Supporters of the Bill will also be gathering outside the Scottish Parliament at 10am on Tuesday ahead of the first of two days of debate before the final vote on Wednesday.
This is, say LGBT+ groups, “in order to send a colourful, positive message from trans people, friends, families, communities and allies in support of reforming the Gender Recognition Act”.
The letter to MSPs is signed by a wide variety of LGBT+ groups from Dumfries to Shetland. It says:
“This week, the Scottish Parliament has a historic opportunity to continue Scotland’s journey towards full social and legal equality, for all LGBT+ people, by passing a new law which will remove bureaucratic and dehumanising barriers to legal gender recognition for trans men and women.
“As an LGBT+ community we have seen the repeal of Section 28, protection from discrimination, and equal marriage as some of the key steps forward in a country that respects all who live here, no matter who they love or who they are. In this journey we have learned that we are stronger when we are united.”

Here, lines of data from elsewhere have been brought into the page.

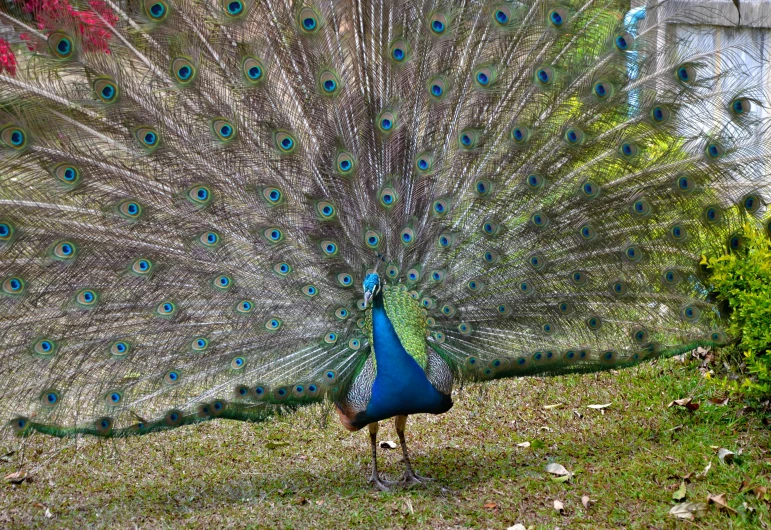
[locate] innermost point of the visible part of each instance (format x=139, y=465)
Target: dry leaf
x=17, y=477
x=557, y=469
x=685, y=403
x=680, y=494
x=688, y=510
x=725, y=455
x=721, y=502
x=704, y=473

The signatories call on MSPs to reject amendments that would undermine the core principles of the bill:
That gender recognition should be based on a statutory declaration that the person is living in their transitioned gender and intends to do so permanently
That the minimum age should be 16, with support and advice signposted and available for 16 and 17 year olds
That the effects of obtaining gender recognition should remain unchanged from those in place since 2005
Dr Rebecca Crowther, Policy Coordinator at the Equality Network said: “This letter reaffirms what many of us already knew, that the vast majority of LGBT+ people support reforming the Gender Recognition Act and this bill proposed by the Scottish Government. LGBT+ people have seen huge steps forward to their rights in two decades, and we urge MSPs to continue to make progress forward by backing the Bill.”

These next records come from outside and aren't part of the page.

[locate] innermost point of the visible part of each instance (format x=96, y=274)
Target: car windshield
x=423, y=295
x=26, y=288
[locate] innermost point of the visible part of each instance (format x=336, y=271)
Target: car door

Heidi Vistisen, Policy Manager for LEAP Sports Scotland said: “This legislation will not only reduce the barriers for trans people to get legal gender recognition, it will also further enable them to live their full authentic lives. We are pleased to see so many organisations and sports groups show their unwavering support for the inclusion of trans people, and hope members of the Scottish Parliament will listen to the many voices asking them to also show their support.”